Jean, I used to get to Vlissingen a lot on business, and on my first trip, the locals tried to introduce me to "Trapista" from just south of there - it tasted like herbal mud and dog ****.

My tastes have changed since then, but I still doubt that one would be my preference.


----------



## JeanLux (Apr 24, 2010)

Ray said:


> Jean, I used to get to Vlissingen a lot on business, and on my first trip, the locals tried to introduce me to "Trapista" from just south of there - it tasted like herbal mud and dog ****.
> 
> My tastes have changed since then, but I still doubt that one would be my preference.

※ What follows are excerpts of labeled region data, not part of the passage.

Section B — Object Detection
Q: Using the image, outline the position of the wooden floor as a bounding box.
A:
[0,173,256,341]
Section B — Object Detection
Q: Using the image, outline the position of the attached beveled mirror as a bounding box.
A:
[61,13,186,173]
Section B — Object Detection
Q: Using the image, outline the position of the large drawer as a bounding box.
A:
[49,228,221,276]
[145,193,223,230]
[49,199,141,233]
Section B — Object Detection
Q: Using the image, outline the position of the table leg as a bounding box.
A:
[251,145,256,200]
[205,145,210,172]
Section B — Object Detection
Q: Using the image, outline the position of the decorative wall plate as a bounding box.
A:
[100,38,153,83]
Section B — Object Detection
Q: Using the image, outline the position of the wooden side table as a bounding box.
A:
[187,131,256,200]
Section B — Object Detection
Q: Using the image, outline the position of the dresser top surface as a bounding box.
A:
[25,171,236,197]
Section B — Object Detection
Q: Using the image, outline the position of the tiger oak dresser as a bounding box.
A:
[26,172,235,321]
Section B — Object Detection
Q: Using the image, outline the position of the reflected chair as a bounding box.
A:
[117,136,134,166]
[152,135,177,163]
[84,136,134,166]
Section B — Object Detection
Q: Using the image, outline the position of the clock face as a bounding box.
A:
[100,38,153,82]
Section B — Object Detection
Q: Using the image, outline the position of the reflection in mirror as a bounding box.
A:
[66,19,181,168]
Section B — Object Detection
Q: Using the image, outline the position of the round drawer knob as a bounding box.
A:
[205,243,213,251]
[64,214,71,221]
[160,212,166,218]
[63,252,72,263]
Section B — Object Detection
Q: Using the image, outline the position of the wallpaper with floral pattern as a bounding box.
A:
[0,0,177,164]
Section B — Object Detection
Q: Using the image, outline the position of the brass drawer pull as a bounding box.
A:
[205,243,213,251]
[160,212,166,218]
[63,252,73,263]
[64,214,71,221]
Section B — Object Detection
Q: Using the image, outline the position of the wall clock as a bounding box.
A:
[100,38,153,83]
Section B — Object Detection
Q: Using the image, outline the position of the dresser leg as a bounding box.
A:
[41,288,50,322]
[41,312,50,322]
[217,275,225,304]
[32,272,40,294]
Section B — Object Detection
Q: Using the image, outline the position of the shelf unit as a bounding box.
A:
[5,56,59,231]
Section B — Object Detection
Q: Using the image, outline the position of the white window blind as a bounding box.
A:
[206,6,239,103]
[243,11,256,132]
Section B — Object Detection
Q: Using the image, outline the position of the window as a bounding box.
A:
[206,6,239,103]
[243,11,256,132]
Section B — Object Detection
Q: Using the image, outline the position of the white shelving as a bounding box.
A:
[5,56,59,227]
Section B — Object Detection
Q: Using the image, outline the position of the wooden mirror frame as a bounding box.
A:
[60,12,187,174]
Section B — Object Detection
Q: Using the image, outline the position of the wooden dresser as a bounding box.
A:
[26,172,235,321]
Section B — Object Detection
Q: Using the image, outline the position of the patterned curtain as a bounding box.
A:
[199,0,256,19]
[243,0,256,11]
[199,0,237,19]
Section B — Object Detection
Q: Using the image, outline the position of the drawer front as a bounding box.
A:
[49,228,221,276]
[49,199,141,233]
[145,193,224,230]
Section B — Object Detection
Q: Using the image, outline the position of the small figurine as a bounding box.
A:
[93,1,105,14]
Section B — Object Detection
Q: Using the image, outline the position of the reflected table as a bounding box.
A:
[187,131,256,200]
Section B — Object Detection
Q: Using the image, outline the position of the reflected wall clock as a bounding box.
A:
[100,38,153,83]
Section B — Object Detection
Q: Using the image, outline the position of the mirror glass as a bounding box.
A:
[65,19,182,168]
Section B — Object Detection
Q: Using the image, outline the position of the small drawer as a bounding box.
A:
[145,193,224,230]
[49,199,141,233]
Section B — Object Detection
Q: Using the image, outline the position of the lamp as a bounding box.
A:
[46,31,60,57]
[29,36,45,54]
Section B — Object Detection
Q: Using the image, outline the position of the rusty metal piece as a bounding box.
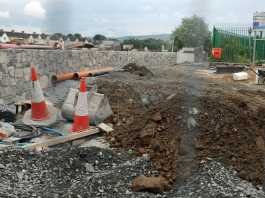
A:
[51,67,113,84]
[51,73,74,84]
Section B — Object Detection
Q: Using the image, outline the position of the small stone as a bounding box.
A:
[132,176,168,193]
[152,112,162,122]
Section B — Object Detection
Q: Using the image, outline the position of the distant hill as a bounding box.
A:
[116,34,170,41]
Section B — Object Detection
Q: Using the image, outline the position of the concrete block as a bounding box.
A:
[7,67,15,77]
[15,69,24,79]
[233,72,248,81]
[40,75,49,89]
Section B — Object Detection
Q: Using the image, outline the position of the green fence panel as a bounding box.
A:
[213,26,265,63]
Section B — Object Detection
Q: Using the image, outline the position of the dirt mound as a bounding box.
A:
[100,87,183,185]
[123,63,154,77]
[197,93,265,184]
[101,81,265,189]
[98,80,145,127]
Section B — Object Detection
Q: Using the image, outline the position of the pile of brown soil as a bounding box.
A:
[197,93,265,184]
[123,63,154,77]
[99,79,265,190]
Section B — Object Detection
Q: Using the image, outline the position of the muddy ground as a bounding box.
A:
[98,65,265,190]
[0,65,265,197]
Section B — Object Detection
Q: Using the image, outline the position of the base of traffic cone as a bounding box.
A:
[71,116,89,133]
[22,104,58,126]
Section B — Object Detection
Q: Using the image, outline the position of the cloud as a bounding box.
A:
[24,0,46,19]
[0,11,10,19]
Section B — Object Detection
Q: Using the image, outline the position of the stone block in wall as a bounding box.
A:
[0,51,8,63]
[15,68,24,79]
[40,75,49,89]
[1,63,8,73]
[23,67,31,81]
[7,66,15,77]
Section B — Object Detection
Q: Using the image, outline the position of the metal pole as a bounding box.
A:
[252,31,257,65]
[172,36,176,52]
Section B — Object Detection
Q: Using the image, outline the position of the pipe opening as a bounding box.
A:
[51,75,58,84]
[73,73,80,80]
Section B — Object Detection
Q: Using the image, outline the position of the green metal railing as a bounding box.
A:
[213,25,265,63]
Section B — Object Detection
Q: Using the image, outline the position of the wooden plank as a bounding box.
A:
[23,128,100,150]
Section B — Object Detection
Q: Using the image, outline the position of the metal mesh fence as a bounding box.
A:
[213,25,265,63]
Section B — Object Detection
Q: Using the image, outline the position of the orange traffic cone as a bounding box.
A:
[72,78,89,132]
[23,66,58,126]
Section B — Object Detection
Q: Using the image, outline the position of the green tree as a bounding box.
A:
[93,34,107,42]
[171,15,211,52]
[73,33,83,41]
[123,38,167,51]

Ray, I do not want to turn Rick's thread into philosophy about beers, but for my personal taste (more of my friends dislike them because too strong) belgian trappist beers (again here different tastes) are top and the blue Chimay with its dark look and its licorice taste is my absolute fav. !!! 
==> http://www.chimay.com/en/intro_216.php

Sorry Rick.

Jean


----------



## SlipperKing (Apr 24, 2010)

NYEric said:


> I've never met Norito but I somehow thought he was an older gentleman.


*
He is a youthful 70 Eric*



paphioboy said:


> cool shirt, Rick.. Me want..


*My shirt was made and bought in 1995. Sorry Paphioboy, I don't think I'll fine another one for you.*



JeanLux said:


> Ray, I do not want to turn Rick's thread into philosophy about beers, but for my personal taste (more of my friends dislike them because too strong) belgian trappist beers (again here different tastes) are top and the blue Chimay with its dark look and its licorice taste is my absolute fav. !!!
> ==> http://www.chimay.com/en/intro_216.php
> *It's AOK with me Jean. That's what threads are all about....personalities!*
> 
> ...


----------



## NYEric (Apr 24, 2010)

SlipperKing said:


> *
> He is a youthful 70 Eric*


Wow!


----------